Добавить в цитаты Настройки чтения

Страница 97 из 197



Глава миссии граф Мирбах, профессиональный дипломат сорока семи лет, был весьма искушен в русских делах. В 1908-1911 годы он был советником посольства Германии в Санкт-Петербурге, а в декабре 1917-го возглавлял миссию в Петрограде. Он происходил из богатой аристократической католической прусской семьи. [О нем см.: Joost W. Botshafter bei den roten Zaren. Vie

Его правой рукой был тридцатишестилетний философ Курт Рицлер, также не первый раз сталкивающийся с русскими делами. [Его архив был издан Карлом Дитрихом Эрдманном: Kurt Rietzier: Tagebucher. Aufsatze. Dokumente. Gottingen, 1973. Это издание, однако, подверглось критике со стороны ряда немецких ученых, утверждавших, что оно, будто бы, грешит вольностями в обращении с текстами (см.: Jarausch K.N. // SR. 1972. V. 31. N 2. Р. 381-398).]. В 1915 году он принимал участие в неудавшейся попытке Парвуса привлечь к сотрудничеству Ленина.

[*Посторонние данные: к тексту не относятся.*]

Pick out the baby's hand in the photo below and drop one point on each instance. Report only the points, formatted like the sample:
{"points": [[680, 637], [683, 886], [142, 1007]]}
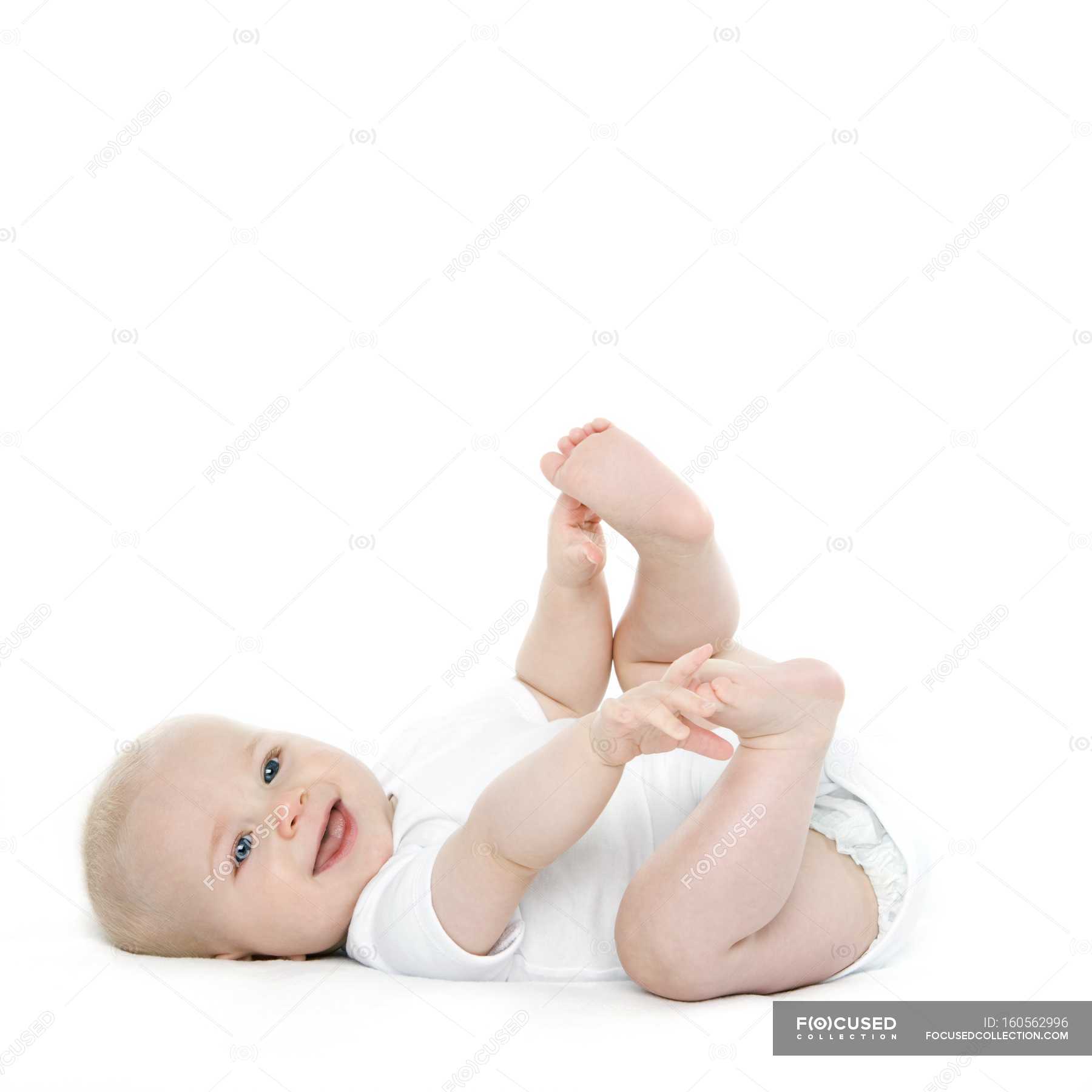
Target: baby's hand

В 1917 году, работая в Стокгольме, был главным связующим звеном между правительством Германии и агентами Ленина, которым выдавал субсидии для переезда в Россию из так называемого фонда Рицлера. Считается, что он помогал большевикам в осуществлении Октябрьского переворота, хотя роль его в этом не очень ясна. Как и многие его соотечественники, он приветствовал переворот как «чудо», которое спасет Германию. В Бресте он настаивал на необходимости примирения. По темпераменту, однако, он был пессимист и считал, что Европа обречена, независимо от того, кто выиграет войну.

Третьей важной фигурой в немецкой военной миссии был военный атташе Карл фон Ботмер, проводник взглядов Людендорфа и Гинденбурга. Он презирал большевиков и считал, что Германия не должна иметь с ними дела32.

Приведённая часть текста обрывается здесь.